建設業許可申請は、会社設立手続をはじめ、他の行政手続、周辺許認可申請等と密接に関連しています。
これらに鑑みても、建設業許可をトータルにサポートできるのは、やはり官公庁手続の専門家・行政書士ですが、実は行政書士の業務の範囲は非常に広く、同じ行政書士でも、建設業許可をやらない人も少なくありません。
まずはホームページなどを見て、「建設業許可申請について一定の実績がある」「ある程度の数の既存の顧客がいる」行政書士かどうかを判断しましょう。

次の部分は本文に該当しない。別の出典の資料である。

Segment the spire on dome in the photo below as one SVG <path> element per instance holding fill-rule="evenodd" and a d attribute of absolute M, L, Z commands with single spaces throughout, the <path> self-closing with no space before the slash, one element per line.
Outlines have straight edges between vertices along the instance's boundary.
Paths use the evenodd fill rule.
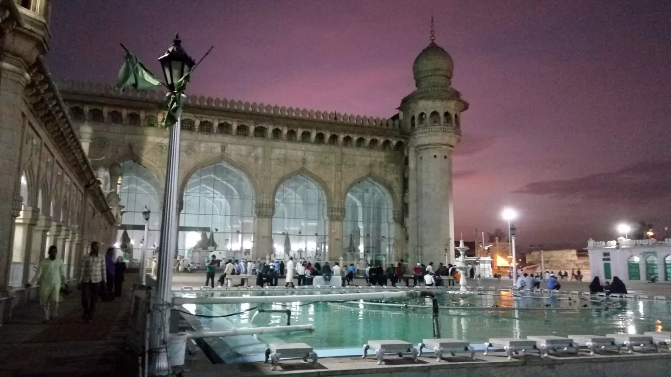
<path fill-rule="evenodd" d="M 435 40 L 435 31 L 433 30 L 433 12 L 431 12 L 431 38 L 429 38 L 429 39 L 431 40 L 431 42 L 433 42 L 433 41 Z"/>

また、建設業という仕事について、最低限の見識を持っているかどうかということも大切なポイントだと思います。
これらをチェックした上で実際に面談し、「相性が合うかどうか」「顧客の利益のために働いてくれるかどうか」等を勘案し、よければ依頼するというのがいいと思います。
間違っても「建設業許可は積極的にやっているわけではない」「明らかに建設業許可以外の業務が専門である」ような行政書士は、たとえ業務報酬額が安くても避けるべきです。「行政書士なら誰でもいい」といは考えないでください。